Spider-Man doesn’t drag the knife. “Okay. Only three people know who I am under the mask. It was four, briefly.” He clears his throat. “I told one person because I was being selfish and the others out of necessity. I’m trying really hard not to tell anybody else.”
“How come?”
“It just hurts people.”
You linger in a gap of silence, not sure what to say. A handful of cars pass you on the road.
“Tell me another one,” he says.
“What for?”
“I don’t know, just tell me one.”
“How do I know you aren’t extorting me for something?” You grin as you say it, a hint of flirtation. “You’ll know my face and my secrets and even if you tell me a really gory juicy one, I have no one to tell and no name to pair it with.”
“I’m not showing you anything,” he warns, teasing, sounding so awfully like Peter that your heart trips again, an uneven capering that has you faltering in the street.
Peter’s shorter, you decide, sizing him up. His voice sounds similar and familiar but Peter doesn’t ask for secrets. He doesn’t have to. (Or, he didn’t have to, once upon a time.)
“Where are you going?” Spider-Man asks.
“Oh, nowhere.”
“Seriously, you’re out here walking again for no reason?”
“I like to walk. It’s not like it’s dark out yet.” You’re not far at all from Queensboro Hill here.

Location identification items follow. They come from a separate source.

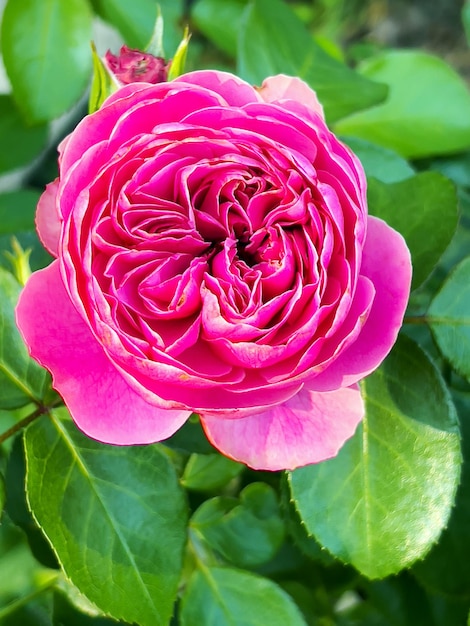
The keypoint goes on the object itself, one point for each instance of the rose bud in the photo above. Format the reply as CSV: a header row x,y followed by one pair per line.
x,y
214,254
135,66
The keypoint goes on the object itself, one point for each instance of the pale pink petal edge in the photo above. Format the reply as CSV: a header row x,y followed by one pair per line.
x,y
309,428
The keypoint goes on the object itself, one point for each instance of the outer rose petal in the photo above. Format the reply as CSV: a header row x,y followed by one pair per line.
x,y
309,428
100,401
282,87
47,218
386,262
233,89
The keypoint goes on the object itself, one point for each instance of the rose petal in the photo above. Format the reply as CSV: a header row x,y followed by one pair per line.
x,y
282,87
48,223
309,428
386,262
100,401
236,91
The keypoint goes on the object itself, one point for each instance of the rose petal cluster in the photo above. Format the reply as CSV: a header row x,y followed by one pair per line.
x,y
214,254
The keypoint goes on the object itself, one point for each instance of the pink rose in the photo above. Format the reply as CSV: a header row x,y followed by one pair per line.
x,y
131,66
214,255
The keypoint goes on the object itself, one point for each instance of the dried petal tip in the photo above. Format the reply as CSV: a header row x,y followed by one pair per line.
x,y
135,66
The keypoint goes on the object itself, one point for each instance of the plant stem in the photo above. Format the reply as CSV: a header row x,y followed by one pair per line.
x,y
23,423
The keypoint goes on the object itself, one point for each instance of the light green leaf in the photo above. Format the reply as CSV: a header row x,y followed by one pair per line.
x,y
426,112
115,516
102,84
136,20
226,597
449,318
246,532
46,51
424,210
24,142
17,211
273,40
381,163
219,22
206,472
383,501
22,380
446,569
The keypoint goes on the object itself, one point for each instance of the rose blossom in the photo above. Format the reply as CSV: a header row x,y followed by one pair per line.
x,y
214,255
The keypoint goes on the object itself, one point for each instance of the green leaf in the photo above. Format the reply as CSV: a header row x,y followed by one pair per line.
x,y
17,211
381,163
219,22
136,20
115,516
273,40
206,472
46,51
449,318
179,59
246,532
22,380
2,494
383,501
24,142
426,112
446,569
225,597
424,210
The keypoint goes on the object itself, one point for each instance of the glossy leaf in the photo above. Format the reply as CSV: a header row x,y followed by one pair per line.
x,y
22,380
24,142
426,112
115,517
206,472
449,318
424,210
274,41
136,20
246,532
384,500
381,163
225,597
46,51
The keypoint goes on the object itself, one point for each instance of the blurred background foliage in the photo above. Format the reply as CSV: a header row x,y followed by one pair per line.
x,y
405,110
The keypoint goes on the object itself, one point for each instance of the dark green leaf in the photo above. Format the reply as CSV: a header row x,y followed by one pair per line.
x,y
426,112
206,472
115,516
246,532
446,569
449,318
136,20
273,41
24,142
383,501
22,380
424,210
381,163
225,597
46,50
219,22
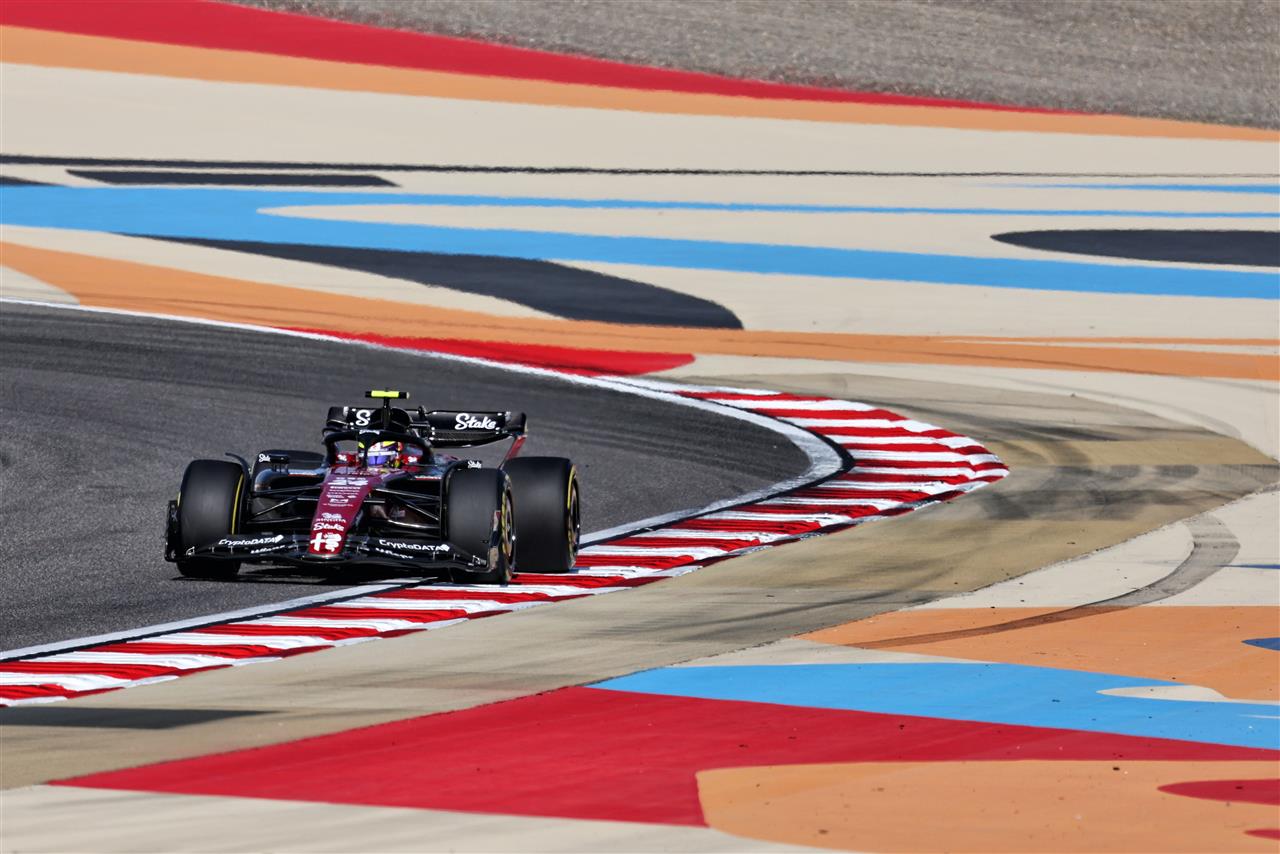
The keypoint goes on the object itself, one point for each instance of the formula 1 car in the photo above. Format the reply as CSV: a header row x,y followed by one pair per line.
x,y
382,494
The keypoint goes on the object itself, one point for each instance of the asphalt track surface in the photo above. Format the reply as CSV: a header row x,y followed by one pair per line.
x,y
99,415
1210,60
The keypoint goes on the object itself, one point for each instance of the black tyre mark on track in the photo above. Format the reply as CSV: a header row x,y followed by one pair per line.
x,y
586,170
1214,546
231,178
554,288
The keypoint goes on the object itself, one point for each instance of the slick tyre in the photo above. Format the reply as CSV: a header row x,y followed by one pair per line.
x,y
209,508
548,515
481,523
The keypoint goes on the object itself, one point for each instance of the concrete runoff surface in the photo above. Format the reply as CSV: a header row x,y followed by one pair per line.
x,y
101,414
1205,60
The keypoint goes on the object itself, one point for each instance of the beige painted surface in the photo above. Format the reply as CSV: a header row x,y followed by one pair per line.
x,y
16,284
133,117
63,818
257,268
1238,409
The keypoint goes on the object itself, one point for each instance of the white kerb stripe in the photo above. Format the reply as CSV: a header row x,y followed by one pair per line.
x,y
179,661
202,639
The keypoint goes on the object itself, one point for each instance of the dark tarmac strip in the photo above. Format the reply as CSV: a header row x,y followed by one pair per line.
x,y
99,415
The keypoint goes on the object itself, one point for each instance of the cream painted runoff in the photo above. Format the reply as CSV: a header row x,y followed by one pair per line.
x,y
138,115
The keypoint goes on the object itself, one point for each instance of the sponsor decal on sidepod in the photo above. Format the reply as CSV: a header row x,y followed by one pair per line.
x,y
256,540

Walking in any direction would lead you to a garden —Flushing Meadows, Kew Gardens, Kissena Park. “Walk me to Kissena?” you ask.
“Sure, for that secret.”
You laugh as Spider-Man takes the lead, keeping time with him, a natural match of pace. It’s exciting that Spider-Man of all people wants to know one of your useless secrets enough to ask you twice. The attention of it makes searching for one a matter of how fast you can find one rather than a question of why you’d want to. It slips out before you can think better of it.
“I burned my wrist a few days ago on a frying pan,” you confess, the phantom pain of the injury an itch. “It blistered and I cried when I did it, but I haven’t told anyone about it.”
“Why not?” he asks.
He shouldn’t use that tone with you, like he’s so so sorry. It makes you want to really tell him everything. How insecure you feel, how telling things feels like asking for someone to care, and half the time they don’t, and half the time you’re embarrassed.
You walk past the bakery that demarcates the beginning of Kissena Park grounds across the way. “I didn’t think about it at first. I’m used to keeping things to myself. And then I didn’t tell anyone for so long that mentioning it now wouldn’t make sense. Like, bringing it up when it’s a scar won’t do much.” It’s a weak lie. It comes out like a spigot to a drying up tree. Glugs, fat beads of sound and the pull to find another thing to say.
“It was only a few days ago, right? It must still hurt. People want to know that stuff.”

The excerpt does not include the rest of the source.